Ero molto amareggiato perché ormai credevo che fra noi era nato qualcosa ma da quanto era tornata con noi sembrava diversa, forse per via della delusione, per il dolore di non essere riuscita a proteggere quel bambino chi lo sa, fatto sta che volevo chiarimenti e li volevo ora.
Mi feci coraggio determinato ad affrontarla una volta per tutte e mi diressi da lei. Ella si trovava poco lontano dalla grotta intenta a preparare la sua armata alla battaglia, loro erano molto diversi da lei, Bérard e Dancan, almeno loro avevano traccia di umanità mentre in loro vedevo solamente delle bestie sotto il servizio del Alpha che in questo caso era Amber.
<<Amber posso parlarti un secondo>> gli chiesi mantenendo una leggera distanza per non farla scappare come al suo solito in questi giorni, ma come previsto senza neanche voltarsi mi rispose a muso duro:
<<Non vedi che sono occupata?>>
Strinsi i pugni lungo i fianchi ed insistendo gli risposi ormai al limite della pazienza: <<Si lo vedo ma onestamente me ne frego altamente perché vorrei proprio sapere perché mi detesti così tanto dall'oggi al domani... Non ha senso>>.
Amber a quel punto di voltò all’instante, facendo trapelare ciò che voleva realmente nascondere, Imbarazzo... Ma perché? Ora ero più confuso che mai.
<<Scott io non ti odio... Anzi il contrario>> rispose balbettando.
Aspetta... Il contrario cosa? Mi avvicinai di scatto a lei ed affermandole le spalle le chiesi speranzoso:
<<Cosa Amber, parlami>>
Lei voltò lo sguardo ormai rossa come un peperone, ma non mi rispose anzi, intervenne uno dei suoi tirapiedi che mi scostò malamente da lei con un ringhiò non proprio rassicurante. Non è che avessi paura di loro, ma erano molto numerosi a me e scattavano ad ogni segnale di pericolo verso il proprio Alpha, notando anche la loro estrema fedeltà quasi se non di più superiore a noi licantropi.
Ero arrabbiato con lei perché sapeva che poteva parlarmi di tutto allora perché mi teneva così sulle spine, perché non si decideva ad aprir bocca santo cielo.
Alla fine ormai rassegnato me ne andai sbuffando, mugolando un "fai come ti pare" mentre mi allontanavo silenziosamente, ignorandola nonostante tutte le volte che gridò il mio nome. Ovviamente non potette mancare l'intervento di Dancan che avendo assistito a tutta la scena mi chiese con un ghigno strafottente :
<<Ma come eravate così affiatati, cosa vi è successo!>>
Avrei voluto picchiarlo ma sapevo che Amber non avrebbe approvato così ingoiai nuovamente il rospo e senza dire neanche una parola mi diressi nel bosco per schiarirmi le idee.
Mi spogliai abbandonando i vestiti su un ramo vicino e subito dopo presi le mie sembianze da lupo per poi correre come il vento fra la vegetazione. La velocità placava la mia ira, anche se la sensazione di amaro per la delusione non voleva andarsene.
Proprio non capivo l'atteggiamento di Amber, alcune volte sembrava aprirsi molto con me ed appena mi sembra di fare grandi passi avanti eccomi qui, di nuovo da punto a capo onestamente non ne potevo più iniziai anche a chiedermi se la dea luna non si fosse sbagliata.
I miei pensieri furono interrotti da una figura sgradita, davanti a me immobile vi era Dariusz con un figlio in mano. Annusai l'aria per costatare se fosse da solo ed era così, ma rimasi comunque allerta essendo che non potevo dargli fiducia dopo ciò che ci aveva fatto.
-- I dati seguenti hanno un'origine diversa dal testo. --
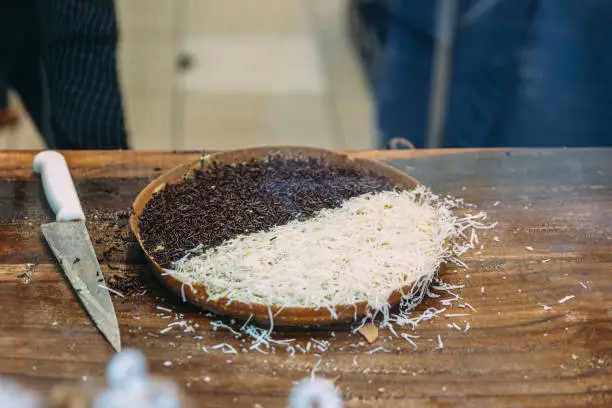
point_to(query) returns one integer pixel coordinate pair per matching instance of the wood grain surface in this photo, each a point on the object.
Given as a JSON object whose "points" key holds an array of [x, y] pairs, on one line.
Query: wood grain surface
{"points": [[554, 240]]}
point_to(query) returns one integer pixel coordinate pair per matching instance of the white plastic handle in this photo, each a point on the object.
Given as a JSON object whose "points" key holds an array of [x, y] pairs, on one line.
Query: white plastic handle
{"points": [[58, 186]]}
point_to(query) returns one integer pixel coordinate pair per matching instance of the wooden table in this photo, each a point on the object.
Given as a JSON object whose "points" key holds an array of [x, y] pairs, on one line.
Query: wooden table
{"points": [[516, 354]]}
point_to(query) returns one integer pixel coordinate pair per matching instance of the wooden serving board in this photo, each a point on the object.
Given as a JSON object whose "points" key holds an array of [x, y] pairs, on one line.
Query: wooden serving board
{"points": [[554, 240]]}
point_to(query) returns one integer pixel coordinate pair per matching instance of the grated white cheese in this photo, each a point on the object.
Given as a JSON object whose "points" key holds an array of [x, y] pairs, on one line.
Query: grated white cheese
{"points": [[565, 299], [116, 292], [366, 249]]}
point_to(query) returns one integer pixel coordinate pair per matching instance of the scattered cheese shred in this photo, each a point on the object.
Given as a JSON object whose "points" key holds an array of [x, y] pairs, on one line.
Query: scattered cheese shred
{"points": [[368, 248], [369, 332]]}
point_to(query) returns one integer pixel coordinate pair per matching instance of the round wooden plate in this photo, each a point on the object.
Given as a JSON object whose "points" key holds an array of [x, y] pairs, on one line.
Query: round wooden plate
{"points": [[291, 316]]}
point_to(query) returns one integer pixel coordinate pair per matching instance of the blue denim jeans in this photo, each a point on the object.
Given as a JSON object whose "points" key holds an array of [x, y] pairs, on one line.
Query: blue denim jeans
{"points": [[524, 73]]}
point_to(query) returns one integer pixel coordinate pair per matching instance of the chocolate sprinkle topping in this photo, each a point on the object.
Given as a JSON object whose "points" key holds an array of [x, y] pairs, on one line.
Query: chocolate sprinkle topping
{"points": [[224, 201]]}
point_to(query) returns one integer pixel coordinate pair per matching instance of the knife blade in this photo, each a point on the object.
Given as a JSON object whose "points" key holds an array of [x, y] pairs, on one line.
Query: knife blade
{"points": [[70, 243]]}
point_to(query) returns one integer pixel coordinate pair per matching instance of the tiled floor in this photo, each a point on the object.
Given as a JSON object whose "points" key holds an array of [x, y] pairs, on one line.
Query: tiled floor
{"points": [[259, 72]]}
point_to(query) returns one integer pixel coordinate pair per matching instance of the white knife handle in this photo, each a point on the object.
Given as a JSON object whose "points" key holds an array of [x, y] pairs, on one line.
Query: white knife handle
{"points": [[58, 186]]}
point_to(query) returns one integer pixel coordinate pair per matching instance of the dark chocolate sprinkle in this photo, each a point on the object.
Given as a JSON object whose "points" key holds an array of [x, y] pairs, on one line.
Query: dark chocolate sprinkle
{"points": [[224, 201]]}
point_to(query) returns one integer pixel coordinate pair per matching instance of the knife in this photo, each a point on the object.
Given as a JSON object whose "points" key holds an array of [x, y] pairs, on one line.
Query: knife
{"points": [[70, 243]]}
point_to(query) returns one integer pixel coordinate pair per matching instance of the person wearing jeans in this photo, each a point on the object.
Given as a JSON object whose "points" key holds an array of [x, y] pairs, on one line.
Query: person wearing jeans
{"points": [[521, 73]]}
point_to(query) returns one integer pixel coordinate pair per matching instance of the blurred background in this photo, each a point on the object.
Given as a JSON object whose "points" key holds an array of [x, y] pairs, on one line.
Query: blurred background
{"points": [[225, 74]]}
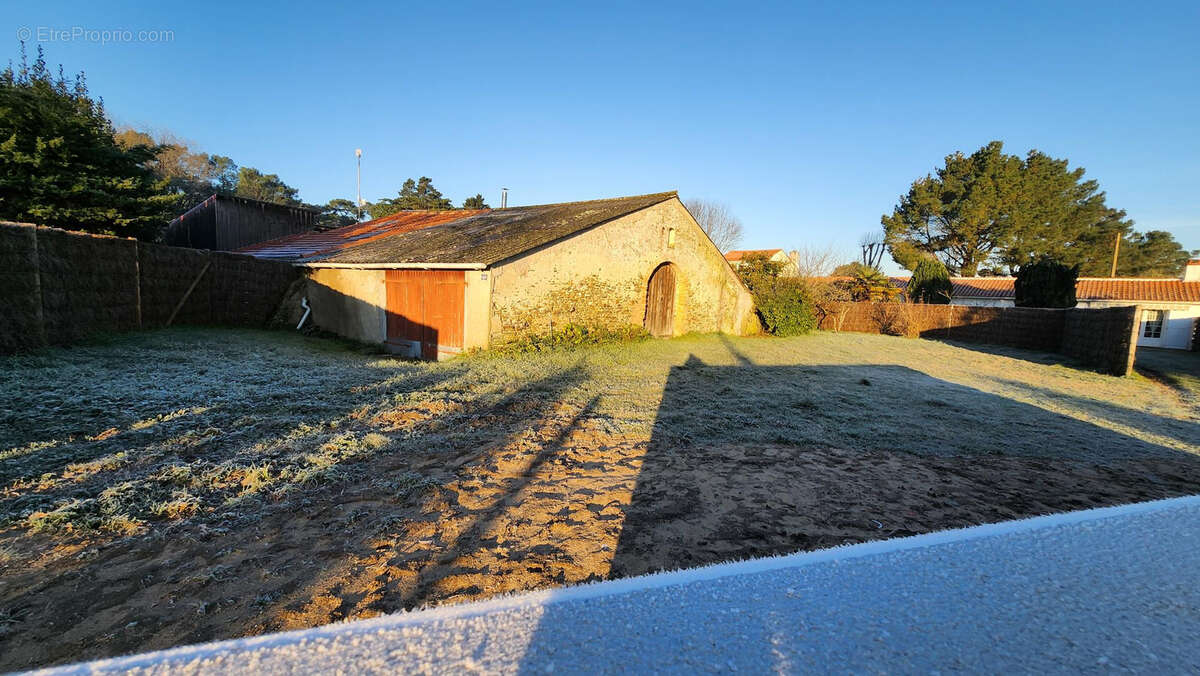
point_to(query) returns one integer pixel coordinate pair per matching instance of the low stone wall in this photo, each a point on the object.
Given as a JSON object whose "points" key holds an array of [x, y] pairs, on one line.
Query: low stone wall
{"points": [[1103, 339], [59, 287]]}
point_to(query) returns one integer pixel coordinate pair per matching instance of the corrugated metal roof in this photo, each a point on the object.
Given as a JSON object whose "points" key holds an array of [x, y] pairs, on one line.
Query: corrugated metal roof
{"points": [[306, 245], [489, 237], [735, 256]]}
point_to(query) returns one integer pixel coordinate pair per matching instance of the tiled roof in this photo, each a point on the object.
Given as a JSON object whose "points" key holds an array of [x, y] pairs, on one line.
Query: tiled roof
{"points": [[1086, 288], [489, 237], [973, 287], [733, 256], [306, 245], [1110, 288]]}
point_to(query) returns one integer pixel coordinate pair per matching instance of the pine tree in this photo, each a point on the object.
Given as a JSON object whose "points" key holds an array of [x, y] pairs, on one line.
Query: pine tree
{"points": [[930, 282], [1045, 283], [61, 166]]}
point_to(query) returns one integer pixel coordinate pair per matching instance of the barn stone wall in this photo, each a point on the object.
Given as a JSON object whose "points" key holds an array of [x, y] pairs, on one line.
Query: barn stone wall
{"points": [[599, 277]]}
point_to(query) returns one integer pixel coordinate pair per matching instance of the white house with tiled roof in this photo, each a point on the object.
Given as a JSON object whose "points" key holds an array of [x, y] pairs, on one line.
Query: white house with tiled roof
{"points": [[1170, 307]]}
<<Scott, proprio non capisco del perché Amber abbia scelto te, e nonostante mi fa rabbia non posso far altro che darle ragione ho preteso troppo da lei dunque ecco>>disse rompendo il silenzio.
<<Che diavolo sono>>? Dissi tornando normale. Amen se sono nudo.
Dariusz fece un espressione di disgusto per poi rispondermi:
<<Sono le indicazioni per trovare tuo padre>>.
<<Credi davvero che possa fidarmi di te dopo ciò che hai fatto ad Amber? Non sono mai stato uno sputa sentenze ma ciò che hai fatto è a dir poco disgustoso>> sputai veleno. Mi credeva davvero così stupido? Sarà l'ennesima trappola per tendermi un imboscata.
<<Sei un totale imbecille...>> rispose sconsolato Dariusz per poi portarsi una mano sul volto e proseguire dicendo con un sospiro: <<Perché Amber ama un tizio come te>>
ASPETTA COSA?!? No si sarà sbagliato di sicuro insomma dev'essere un altra trappola ma si certo, anche perché ora come ora sembra solamente odiarmi lei. Dariusz intuendo il mio stupore non so perché però mi raccontò della loro conversazione prima che io e gli altri facemmo il nostro intervento, sapevo di non dovergli credere ma sembrava così sincero... O forse perché desideravo ardentemente che ciò fosse vero? Qualsiasi sia la ragione dovevo tornare con i piedi per terra.
<<Smettila di sparare cazzate>> lo interruppi bruscamente. <<Amber non mi ama né sono certo, pensa che a malapena ci parliamo in questo momento.>> prendersi gioco così di me, nonostante sappia i sentimenti che provo per lei... Ringhiai inferocito per poi aggiungere sputando veleno: <<Ti ripeto l’imbecille sarai tu, perché non puoi pretendere che ti crediamo dopo ciò che hai fatto, ma soprattutto chi ne è rimasta più ferita è appunto Amber, vedessi com'è ridotta>>.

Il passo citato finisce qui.